SAH-BCL9_B inhibits Wnt transcriptional activity. (A) Colo320 cells were transfected with TOP-FLASH, incubated with vehicle or SAH-BCL9 peptides (10 μM), and assayed for luciferase activity, which was normalized to Renilla luciferase control. Error bars are mean +/− s.d. for assays performed in triplicate. *p < 0.01. (B) HCT116 cells that express low levels of BCL9 were transfected with TOP-FLASH and the indicated amounts of pcDNA-BCL9, treated with vehicle or SAH-BCL9 peptides (5 μM), and subjected to dual luciferase assay, performed at 24h. *p < 0.01. (C) Effect of SAH-BCL9_B on NFκB transcriptional activity in HCT116 cells. (D) Effect of SAH-BCL9 peptides on dGFP expression in Colo320 cells lentivirally-transduced with a reporter containing TCF regulatory sequences (7xTdG). (E) ChIP of Colo320 cells using anti-TCF-4, β-catenin, and BCL9 antibodies.

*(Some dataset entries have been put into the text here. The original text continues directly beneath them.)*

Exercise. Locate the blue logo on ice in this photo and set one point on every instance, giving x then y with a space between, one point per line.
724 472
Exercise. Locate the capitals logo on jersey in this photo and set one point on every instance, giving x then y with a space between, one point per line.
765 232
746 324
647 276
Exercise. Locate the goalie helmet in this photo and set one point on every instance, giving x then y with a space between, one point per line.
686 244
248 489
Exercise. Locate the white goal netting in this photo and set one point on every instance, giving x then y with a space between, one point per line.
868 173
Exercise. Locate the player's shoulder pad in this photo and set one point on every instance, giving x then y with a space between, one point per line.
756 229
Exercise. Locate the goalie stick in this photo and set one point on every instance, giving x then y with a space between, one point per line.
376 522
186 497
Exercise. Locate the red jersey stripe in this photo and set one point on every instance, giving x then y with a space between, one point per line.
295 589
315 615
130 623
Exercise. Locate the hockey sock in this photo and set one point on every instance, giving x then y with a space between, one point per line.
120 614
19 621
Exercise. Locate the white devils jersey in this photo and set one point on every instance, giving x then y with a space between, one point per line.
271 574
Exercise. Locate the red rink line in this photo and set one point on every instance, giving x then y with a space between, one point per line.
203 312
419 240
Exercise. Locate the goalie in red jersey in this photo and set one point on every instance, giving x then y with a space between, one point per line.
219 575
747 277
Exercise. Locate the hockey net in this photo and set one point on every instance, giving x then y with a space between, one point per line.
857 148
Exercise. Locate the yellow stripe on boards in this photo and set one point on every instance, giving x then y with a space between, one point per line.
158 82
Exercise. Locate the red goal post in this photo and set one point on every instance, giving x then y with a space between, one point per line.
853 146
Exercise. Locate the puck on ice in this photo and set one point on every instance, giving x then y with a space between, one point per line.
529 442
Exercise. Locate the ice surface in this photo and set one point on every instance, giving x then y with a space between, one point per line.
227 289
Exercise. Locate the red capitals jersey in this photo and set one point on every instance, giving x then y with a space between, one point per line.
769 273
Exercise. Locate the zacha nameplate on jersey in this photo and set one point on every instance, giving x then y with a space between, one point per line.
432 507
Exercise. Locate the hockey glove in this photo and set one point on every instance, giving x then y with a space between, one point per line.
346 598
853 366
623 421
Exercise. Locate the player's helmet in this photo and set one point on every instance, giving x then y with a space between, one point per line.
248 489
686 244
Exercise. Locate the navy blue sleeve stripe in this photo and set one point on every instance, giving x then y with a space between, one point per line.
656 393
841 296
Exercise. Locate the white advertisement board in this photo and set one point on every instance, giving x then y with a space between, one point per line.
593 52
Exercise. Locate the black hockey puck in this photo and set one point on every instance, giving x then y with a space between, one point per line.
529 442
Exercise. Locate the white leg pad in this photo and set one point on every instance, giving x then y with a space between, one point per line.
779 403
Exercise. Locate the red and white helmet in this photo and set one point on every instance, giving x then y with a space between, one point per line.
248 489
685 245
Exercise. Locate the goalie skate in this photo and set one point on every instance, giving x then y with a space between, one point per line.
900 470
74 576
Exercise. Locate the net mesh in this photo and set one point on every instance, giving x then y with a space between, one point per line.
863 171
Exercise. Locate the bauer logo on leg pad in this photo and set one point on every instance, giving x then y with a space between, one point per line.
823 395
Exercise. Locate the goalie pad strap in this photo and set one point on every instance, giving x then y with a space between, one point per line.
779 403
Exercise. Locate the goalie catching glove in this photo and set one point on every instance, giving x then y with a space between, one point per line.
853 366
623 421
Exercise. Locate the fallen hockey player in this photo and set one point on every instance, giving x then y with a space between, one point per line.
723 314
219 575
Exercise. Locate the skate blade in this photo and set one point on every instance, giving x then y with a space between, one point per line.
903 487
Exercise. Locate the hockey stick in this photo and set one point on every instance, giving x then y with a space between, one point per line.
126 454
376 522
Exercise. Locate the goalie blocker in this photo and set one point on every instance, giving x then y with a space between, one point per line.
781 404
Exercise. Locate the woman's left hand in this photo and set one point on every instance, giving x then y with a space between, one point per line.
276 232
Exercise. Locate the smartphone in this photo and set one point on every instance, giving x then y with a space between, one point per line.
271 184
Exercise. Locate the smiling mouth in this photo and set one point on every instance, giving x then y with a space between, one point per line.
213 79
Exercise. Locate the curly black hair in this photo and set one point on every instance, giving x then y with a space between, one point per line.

Negative controls included ChIP with IgG and the use of primers to a non-specific, upstream region of the VEGF promoter. (F) Colo320 cells lentivirally-transduced with control or BCL9 shRNA vectors were transfected with VEGF promoter-luciferase reporter plasmids. Reporter activity was assayed using the dual luciferase assay system and results normalized to Renilla values for each sample. *, p< 0.001. (G) qRT-PCR analysis of Wnt target gene expression in response to SAH-BCL9_B treatment of Colo320 cells. Error bars are mean +/− s.d. for assays performed in quadruplicate. * p < 0.01.